KMP and the failure function
Knuth-Morris-Pratt: deterministic O(n+m) substring search via the failure function, and the prefix-suffix table that solves a small family of problems on its own.
Problem ladder
Star problem
- StarLC 459 Repeated Substring Pattern Easy difficulty
Core (1)
- LC 1392 Longest Happy Prefix Hard difficulty
Stretch (2)
- LC 1668 Maximum Repeating Substring Easy difficulty
- LC 214 Shortest Palindrome Hard difficulty
A pattern of length 1,000. A text of length 1,000,000, structured so that the pattern almost matches at every starting position before the last character betrays it: aaaa...aab against a million-character aaaa...aaab. Naive matching does roughly a billion character comparisons. KMP does about two million. Three orders of magnitude. That gap is the entire reason the algorithm exists.

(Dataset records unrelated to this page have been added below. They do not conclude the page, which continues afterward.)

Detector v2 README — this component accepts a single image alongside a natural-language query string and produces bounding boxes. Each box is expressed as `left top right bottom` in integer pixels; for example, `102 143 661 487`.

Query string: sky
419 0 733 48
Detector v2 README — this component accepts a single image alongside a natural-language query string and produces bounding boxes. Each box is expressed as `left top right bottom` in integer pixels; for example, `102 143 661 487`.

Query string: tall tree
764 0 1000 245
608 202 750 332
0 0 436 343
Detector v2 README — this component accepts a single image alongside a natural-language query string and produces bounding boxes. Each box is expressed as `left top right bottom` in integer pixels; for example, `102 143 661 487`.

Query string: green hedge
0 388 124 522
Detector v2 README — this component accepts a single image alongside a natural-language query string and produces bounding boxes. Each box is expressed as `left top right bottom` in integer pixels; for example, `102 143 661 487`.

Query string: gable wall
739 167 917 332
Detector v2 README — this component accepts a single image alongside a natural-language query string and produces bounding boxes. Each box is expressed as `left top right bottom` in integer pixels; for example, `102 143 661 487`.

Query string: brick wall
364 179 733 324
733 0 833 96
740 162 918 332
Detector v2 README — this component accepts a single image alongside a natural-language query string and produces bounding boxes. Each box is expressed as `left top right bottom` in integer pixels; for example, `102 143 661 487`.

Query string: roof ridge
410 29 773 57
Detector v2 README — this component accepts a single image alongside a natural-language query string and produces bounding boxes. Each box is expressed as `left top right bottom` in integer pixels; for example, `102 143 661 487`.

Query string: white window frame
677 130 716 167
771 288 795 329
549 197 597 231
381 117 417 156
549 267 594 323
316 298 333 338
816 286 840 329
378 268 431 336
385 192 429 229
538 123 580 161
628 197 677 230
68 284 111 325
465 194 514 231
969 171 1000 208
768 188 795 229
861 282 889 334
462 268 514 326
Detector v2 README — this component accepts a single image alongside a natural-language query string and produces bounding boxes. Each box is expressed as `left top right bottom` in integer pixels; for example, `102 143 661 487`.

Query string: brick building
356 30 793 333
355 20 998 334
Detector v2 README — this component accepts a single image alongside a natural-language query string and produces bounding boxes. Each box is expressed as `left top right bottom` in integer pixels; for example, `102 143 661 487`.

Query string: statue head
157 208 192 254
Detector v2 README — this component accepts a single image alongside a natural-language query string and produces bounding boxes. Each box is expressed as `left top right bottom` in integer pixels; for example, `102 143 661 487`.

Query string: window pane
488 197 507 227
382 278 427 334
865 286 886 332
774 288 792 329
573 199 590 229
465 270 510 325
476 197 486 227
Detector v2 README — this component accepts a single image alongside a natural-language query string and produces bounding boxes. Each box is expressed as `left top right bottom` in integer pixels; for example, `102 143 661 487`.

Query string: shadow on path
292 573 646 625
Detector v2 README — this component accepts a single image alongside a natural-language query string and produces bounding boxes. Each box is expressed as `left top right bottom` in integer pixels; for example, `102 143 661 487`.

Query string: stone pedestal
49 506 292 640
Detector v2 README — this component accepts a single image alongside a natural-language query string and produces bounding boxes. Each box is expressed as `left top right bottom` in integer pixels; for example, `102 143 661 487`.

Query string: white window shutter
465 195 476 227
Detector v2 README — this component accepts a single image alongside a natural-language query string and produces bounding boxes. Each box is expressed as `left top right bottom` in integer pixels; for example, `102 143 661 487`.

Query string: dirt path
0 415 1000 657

KMP is the chapter most readers bounce off of. The failure function is non-obvious; reading it as code without watching it run is roughly impossible. The animation in this chapter does most of the explanatory work, so work through it twice. If you skip the animation, you have skipped the chapter.
Naive string matching showed why the simple loop blows up: every mismatch throws away every character we just confirmed and starts over one position to the right. Rabin-Karp bought linearity by hashing windows, with a verify step keeping correctness honest. KMP keeps linearity without the hash, without the randomness, and without the verify. The price is exactly one O(m) preprocessing pass that builds a small array, and that array is what this chapter is about.
Why the obvious approach blows up#
Walk what naive matching actually does on the adversarial input. Pattern is aaaab; text starts aaaaaaaa.... The matcher confirms five characters at positions 0..4, fails at position 4 because it found another a instead of b, and goes back to start at text position 1. Confirms five characters at 1..5, fails at 5, goes back to text position 2. Confirms five characters at 2..6, fails at 6.
Look at what's wasted. After the first failure, the matcher has just verified that text positions 0..3 are all a. Those four characters are a prefix of the pattern. The matcher knows that; it just learned it. Then it throws the knowledge away and re-examines those same characters when it restarts at position 1.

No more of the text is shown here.